AWS Database Blog

Migrating legacy PostgreSQL databases to Amazon RDS or Aurora PostgreSQL using Bucardo

If you are using PostgreSQL earlier than 9.4, you are using an unsupported version of PostgreSQL, and may have limited options to migrate or replicate your databases in Amazon RDS or Amazon Aurora PostgreSQL. This is primarily because PostgreSQL versions older than 9.4 can’t perform logical replication.

Bucardo is an open-source utility that can replicate data changes asynchronously to multiple secondary or multiple masters. It is a trigger-based replication and proven to be consistent and stable for more extensive migrations and ongoing replications. Bucardo can perform full load for tables without a primary key. However, to replicate delta data changes from Primary, create a primary key before you start the setup.

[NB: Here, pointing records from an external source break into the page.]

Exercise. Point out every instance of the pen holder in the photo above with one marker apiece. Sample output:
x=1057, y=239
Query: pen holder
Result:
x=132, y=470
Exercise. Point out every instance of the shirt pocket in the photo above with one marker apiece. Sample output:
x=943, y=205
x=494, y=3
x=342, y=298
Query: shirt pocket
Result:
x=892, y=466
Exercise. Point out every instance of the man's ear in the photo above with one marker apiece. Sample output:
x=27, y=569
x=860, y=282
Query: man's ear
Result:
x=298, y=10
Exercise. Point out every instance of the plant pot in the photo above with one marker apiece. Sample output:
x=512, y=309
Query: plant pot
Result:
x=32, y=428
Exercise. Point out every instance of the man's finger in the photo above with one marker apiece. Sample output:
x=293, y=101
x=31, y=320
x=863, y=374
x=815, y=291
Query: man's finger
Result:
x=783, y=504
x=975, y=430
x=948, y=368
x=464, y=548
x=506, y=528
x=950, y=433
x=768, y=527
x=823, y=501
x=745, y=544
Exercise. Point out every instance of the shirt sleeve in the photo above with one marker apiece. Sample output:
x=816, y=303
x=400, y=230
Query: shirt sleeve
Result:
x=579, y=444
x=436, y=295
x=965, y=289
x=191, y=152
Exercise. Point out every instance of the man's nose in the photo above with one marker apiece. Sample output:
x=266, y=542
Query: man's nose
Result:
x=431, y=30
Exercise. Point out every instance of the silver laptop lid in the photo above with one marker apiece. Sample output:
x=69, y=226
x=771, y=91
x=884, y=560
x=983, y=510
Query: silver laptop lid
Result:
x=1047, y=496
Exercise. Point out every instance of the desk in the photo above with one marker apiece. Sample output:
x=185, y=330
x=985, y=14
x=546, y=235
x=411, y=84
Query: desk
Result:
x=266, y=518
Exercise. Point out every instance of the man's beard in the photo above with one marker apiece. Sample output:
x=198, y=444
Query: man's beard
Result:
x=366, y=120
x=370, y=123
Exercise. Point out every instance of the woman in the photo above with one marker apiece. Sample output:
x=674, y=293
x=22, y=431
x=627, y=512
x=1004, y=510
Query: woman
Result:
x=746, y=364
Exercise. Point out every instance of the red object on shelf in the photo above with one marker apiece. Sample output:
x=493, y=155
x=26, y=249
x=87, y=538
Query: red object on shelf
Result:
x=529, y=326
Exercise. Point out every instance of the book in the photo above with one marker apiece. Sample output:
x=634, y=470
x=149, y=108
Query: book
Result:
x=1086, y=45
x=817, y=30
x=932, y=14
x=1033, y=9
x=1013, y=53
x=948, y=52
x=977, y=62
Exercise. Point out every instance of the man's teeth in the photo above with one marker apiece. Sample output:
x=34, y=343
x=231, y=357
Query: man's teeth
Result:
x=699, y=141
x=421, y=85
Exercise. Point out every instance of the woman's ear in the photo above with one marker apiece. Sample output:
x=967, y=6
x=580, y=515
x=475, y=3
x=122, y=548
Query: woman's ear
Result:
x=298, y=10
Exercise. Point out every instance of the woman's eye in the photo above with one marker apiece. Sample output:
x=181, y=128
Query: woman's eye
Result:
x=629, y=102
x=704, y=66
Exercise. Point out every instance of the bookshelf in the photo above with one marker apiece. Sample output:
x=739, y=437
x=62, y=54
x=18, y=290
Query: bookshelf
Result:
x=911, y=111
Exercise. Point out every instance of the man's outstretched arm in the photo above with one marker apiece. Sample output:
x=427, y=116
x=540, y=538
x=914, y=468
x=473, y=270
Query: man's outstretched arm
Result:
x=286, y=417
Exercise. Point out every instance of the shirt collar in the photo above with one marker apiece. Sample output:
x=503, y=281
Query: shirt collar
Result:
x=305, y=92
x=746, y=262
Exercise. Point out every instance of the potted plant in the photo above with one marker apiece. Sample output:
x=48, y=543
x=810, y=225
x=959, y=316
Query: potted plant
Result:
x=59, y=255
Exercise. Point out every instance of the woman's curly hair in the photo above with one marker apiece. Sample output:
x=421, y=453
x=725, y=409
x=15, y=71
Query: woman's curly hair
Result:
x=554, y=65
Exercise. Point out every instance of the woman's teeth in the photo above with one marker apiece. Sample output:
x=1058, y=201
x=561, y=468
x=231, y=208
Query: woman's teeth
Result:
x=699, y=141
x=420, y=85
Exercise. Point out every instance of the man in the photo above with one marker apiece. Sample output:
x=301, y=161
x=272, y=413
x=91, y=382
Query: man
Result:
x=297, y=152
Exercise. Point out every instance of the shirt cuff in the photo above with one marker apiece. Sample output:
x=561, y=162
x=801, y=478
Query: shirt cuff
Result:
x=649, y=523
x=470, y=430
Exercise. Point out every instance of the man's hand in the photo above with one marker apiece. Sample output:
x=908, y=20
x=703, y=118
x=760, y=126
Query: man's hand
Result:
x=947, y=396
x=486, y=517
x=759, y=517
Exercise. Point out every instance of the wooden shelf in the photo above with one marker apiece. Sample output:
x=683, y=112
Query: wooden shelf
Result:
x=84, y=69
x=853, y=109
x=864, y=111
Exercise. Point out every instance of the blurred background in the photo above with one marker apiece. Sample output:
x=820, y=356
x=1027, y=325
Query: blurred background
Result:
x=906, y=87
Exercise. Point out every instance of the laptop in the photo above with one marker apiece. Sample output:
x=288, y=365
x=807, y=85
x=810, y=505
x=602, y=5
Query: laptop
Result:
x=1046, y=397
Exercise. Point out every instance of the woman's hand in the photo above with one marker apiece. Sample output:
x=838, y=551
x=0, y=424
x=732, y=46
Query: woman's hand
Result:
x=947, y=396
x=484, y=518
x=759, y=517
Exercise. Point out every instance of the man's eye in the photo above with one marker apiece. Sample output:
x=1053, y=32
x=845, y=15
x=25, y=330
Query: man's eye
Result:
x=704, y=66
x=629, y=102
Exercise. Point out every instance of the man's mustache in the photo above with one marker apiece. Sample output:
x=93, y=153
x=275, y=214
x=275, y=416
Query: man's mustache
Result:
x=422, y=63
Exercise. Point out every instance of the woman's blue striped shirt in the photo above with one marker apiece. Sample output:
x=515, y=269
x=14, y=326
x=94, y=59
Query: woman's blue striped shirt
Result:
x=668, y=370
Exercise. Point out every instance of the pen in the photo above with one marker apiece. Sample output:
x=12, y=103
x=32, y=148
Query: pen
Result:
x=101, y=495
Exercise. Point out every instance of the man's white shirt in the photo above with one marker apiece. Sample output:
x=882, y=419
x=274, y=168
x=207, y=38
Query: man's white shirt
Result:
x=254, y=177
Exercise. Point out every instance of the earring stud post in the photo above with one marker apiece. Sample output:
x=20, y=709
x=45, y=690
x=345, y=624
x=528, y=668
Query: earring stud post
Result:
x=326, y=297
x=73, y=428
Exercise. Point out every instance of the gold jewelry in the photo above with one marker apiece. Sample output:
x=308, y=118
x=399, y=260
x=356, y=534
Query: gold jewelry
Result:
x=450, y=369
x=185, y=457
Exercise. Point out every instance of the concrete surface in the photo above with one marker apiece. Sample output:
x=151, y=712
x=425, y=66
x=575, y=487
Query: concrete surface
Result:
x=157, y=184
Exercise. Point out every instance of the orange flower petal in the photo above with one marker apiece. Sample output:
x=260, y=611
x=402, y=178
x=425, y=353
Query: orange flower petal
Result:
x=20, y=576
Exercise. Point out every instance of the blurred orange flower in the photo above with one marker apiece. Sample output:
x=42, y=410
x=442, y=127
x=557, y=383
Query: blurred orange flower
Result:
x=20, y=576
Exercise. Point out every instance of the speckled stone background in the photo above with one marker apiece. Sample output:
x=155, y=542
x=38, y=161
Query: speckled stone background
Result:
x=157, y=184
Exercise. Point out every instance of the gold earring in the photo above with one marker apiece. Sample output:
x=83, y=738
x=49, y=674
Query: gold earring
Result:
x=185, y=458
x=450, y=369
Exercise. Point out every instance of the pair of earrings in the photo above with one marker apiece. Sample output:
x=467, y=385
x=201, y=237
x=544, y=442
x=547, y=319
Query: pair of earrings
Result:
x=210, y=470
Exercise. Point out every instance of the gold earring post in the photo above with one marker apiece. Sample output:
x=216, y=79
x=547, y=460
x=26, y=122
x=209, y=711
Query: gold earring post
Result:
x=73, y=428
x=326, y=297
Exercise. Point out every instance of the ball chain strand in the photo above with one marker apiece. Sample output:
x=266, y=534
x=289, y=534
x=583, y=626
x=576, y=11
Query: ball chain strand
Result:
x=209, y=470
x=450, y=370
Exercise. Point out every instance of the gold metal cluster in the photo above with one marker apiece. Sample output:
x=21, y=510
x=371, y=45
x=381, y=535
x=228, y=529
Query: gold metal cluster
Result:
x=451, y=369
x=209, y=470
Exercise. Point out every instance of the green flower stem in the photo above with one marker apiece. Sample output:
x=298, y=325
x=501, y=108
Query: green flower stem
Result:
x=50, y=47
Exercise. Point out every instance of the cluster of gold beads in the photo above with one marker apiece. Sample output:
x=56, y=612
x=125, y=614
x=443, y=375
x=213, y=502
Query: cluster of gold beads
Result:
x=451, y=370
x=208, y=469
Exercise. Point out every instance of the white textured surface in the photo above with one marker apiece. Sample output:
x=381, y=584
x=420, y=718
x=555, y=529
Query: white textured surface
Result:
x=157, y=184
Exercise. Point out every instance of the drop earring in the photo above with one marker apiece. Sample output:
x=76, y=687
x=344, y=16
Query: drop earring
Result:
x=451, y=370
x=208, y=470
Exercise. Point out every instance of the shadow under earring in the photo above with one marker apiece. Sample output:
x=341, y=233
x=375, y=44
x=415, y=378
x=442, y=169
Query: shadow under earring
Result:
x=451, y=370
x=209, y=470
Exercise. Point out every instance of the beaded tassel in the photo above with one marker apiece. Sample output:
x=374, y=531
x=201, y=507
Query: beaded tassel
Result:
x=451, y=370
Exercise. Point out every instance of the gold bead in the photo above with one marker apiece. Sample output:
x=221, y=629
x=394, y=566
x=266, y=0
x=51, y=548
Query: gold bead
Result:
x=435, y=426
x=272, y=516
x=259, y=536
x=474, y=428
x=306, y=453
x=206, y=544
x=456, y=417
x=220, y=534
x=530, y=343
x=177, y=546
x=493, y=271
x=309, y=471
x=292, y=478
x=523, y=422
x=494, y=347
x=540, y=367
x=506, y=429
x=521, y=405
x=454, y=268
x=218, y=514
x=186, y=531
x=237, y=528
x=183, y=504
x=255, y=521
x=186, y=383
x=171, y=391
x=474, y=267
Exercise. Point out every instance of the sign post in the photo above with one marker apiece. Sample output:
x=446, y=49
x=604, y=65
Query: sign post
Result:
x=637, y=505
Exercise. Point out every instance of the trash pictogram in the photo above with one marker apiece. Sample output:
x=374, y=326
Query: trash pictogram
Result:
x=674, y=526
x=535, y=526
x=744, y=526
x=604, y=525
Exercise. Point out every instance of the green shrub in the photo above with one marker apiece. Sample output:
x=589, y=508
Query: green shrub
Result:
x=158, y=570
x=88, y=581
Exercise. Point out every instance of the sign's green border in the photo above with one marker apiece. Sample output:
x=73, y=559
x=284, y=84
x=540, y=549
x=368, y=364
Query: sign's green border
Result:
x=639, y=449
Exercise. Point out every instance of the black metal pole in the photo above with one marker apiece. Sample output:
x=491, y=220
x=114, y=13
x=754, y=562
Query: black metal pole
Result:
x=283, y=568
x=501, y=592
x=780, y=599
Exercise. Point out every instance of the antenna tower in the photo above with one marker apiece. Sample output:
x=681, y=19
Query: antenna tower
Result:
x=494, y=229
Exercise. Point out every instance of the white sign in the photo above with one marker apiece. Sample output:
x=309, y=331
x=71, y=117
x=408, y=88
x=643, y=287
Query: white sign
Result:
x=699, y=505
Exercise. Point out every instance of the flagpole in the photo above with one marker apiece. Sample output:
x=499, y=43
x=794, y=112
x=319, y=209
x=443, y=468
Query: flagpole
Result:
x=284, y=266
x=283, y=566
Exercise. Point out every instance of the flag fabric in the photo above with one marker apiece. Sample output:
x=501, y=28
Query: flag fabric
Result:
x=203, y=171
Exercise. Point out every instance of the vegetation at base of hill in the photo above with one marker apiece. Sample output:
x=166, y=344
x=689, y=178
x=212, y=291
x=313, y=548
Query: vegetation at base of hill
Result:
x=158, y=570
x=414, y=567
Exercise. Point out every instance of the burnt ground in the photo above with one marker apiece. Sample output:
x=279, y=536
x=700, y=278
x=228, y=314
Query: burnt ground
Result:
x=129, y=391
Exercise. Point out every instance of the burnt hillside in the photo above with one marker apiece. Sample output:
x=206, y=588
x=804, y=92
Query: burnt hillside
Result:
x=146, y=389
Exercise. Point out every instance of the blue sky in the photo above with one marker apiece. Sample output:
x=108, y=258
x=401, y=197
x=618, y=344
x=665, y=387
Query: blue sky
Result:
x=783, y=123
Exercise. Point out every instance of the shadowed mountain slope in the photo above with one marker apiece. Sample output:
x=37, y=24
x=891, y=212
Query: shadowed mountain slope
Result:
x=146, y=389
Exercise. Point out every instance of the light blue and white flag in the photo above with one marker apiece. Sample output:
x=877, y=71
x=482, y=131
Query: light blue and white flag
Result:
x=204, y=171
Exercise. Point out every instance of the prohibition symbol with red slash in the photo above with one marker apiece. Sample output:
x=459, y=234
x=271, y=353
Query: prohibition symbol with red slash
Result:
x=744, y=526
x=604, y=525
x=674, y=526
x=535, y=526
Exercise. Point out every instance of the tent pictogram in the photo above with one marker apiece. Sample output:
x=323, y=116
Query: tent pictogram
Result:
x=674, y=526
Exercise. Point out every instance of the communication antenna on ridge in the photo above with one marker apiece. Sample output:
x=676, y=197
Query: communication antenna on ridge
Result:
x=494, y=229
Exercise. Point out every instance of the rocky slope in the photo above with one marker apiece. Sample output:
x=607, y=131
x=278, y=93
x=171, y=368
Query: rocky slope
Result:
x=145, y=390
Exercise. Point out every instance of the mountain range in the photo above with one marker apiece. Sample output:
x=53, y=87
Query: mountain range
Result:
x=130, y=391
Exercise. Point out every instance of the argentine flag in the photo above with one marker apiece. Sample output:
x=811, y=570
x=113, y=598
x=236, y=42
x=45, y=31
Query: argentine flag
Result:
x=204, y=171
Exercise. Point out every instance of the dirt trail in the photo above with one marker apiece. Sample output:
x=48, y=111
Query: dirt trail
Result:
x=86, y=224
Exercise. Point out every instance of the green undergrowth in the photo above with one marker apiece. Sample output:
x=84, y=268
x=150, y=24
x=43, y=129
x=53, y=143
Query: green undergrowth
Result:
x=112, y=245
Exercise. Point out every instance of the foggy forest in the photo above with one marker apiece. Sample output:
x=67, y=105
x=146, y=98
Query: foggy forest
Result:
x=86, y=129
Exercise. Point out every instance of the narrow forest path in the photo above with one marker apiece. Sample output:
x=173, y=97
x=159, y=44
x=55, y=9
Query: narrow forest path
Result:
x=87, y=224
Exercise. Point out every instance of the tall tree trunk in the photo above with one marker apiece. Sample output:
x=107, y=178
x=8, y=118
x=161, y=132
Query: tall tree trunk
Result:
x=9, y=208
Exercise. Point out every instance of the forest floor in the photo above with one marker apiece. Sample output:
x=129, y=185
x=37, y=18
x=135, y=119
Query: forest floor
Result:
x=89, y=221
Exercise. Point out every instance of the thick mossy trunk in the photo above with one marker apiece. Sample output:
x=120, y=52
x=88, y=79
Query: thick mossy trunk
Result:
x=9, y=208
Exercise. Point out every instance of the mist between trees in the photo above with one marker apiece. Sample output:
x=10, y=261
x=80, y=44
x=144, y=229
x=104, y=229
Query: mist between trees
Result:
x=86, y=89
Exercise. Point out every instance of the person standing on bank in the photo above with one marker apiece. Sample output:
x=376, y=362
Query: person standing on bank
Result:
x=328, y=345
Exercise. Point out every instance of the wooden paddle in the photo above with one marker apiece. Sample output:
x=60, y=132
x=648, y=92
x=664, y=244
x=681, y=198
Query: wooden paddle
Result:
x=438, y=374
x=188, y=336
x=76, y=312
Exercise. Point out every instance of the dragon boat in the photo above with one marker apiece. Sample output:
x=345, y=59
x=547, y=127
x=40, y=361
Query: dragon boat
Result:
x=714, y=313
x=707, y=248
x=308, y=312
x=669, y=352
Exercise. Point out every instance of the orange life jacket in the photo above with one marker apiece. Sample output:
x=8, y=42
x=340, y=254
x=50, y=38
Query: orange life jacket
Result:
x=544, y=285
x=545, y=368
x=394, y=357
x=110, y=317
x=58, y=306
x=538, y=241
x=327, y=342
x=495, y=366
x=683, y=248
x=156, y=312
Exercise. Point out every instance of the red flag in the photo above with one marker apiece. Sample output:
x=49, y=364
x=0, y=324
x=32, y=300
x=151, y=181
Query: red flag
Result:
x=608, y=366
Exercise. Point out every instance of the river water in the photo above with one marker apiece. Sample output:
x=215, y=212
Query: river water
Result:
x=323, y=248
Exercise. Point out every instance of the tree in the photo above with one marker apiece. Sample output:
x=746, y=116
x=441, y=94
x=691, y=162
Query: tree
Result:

This post demonstrates how to set up Bucardo and replicate data changes from PostgreSQL 8.4 to PostgreSQL 9.6.

Prerequisites

Before getting started, you must have the following:

  • One EC2 instance with Ubuntu 16.04 for Bucardo (Bucardo Server: 172.31.88.4)
  • One EC2 instance with RHEL 6 with PostgreSQL 8.4.2 (PostgreSQL 8.4.2: 172.31.16.177)
  • One RDS PostgreSQL 9.6 in us-east-1 (RDS 9.6)

This post uses PostgreSQL 8.4.2 on Amazon EC2; however, the PostgreSQL database might be running on-premises.

This solution installs Bucardo 5.4.1 on Ubuntu 16.04, which means that the repository for Bucardo is on the same host running on a PostgreSQL 9.6 instance. The following diagram shows the architecture of the data replication flow.

Fig: Replication Architecture to migrate PostgreSQL 8.4 to RDS PostgreSQL 9.6 using Bucardo.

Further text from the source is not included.